The task evaluator scores a task.
- In essence, we want to generation output predictions for all our input examples, and feed them into some function that pops out a score (or scores) An alternative approach is to collect the output logits and score them against the expected set of outputs.
- Some tasks have weird evaluation schemes, so we should make this as general as possible.
- Will thus likely have to be closely tied with the formatter.
- Likewise, we should take advantage of HF-NLP's metrics. We might as well provide a sufficiently general API for the model to support OpenAI API as well. This can double up as an effort to reproduce the OpenAI NLU results.
With the data downloader in place, we simply need to (1) expose the val/test examples, and (2) remove them from the training set.
- Arguably, (2) should be handled by LM preprocessing in a more general way. There are probably non-NLU-eval cases where we want to remove some specific data from training.
- Depending on how exactly we do the val/test removal, we may want to format the same example multiple ways to ensure that they don't get leaked into the training set in a slightly tweaked format.
- Thought experiment: SQuAD is based largely on Wikipedia.

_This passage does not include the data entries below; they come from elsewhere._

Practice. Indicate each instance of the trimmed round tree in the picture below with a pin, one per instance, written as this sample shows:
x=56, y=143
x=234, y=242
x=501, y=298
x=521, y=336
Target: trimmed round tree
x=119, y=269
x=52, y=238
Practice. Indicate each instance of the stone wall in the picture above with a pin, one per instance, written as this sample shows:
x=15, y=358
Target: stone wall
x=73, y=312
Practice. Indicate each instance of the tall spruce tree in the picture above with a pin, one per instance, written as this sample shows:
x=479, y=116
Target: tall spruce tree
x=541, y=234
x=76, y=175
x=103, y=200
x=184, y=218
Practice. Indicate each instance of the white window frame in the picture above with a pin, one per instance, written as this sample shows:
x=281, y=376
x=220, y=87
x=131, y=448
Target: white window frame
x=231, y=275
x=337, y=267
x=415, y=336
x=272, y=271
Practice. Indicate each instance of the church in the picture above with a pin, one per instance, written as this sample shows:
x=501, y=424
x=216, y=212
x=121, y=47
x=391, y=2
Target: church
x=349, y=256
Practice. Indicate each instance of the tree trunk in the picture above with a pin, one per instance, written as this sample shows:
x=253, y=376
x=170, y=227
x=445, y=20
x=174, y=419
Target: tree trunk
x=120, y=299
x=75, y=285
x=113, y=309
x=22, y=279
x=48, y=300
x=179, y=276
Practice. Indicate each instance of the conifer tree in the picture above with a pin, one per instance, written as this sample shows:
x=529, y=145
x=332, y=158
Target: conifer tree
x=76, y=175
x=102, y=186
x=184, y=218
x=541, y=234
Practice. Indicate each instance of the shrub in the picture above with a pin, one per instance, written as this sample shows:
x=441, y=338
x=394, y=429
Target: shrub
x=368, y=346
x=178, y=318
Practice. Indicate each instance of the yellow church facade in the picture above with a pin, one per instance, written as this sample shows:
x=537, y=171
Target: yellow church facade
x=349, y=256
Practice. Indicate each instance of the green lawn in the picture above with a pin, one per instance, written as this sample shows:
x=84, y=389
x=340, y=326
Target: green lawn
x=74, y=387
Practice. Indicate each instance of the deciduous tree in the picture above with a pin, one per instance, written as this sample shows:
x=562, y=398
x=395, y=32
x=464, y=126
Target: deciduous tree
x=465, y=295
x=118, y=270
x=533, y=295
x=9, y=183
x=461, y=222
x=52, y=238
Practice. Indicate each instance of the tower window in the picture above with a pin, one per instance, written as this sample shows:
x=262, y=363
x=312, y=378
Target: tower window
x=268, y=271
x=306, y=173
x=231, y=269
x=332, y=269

What exactly would we want to remove from the LM?
- [GPT-3]: In GPT-3, they attempted to remove val/test from their LM set, but there was a bug that caused leakage. So they ended up doing the opposite: removing overlaps from the LM set from the val/test. Funky.
- [GPT-3]: See page 30 and Appendix C for details. They do some funky n-gram based search and removal. We should think about whether we want to follow their protocol exactly
This part is the easiest. I guess we just write out some text files containing the training data? We can let the usual LM preprocessing pipeline handle it from there.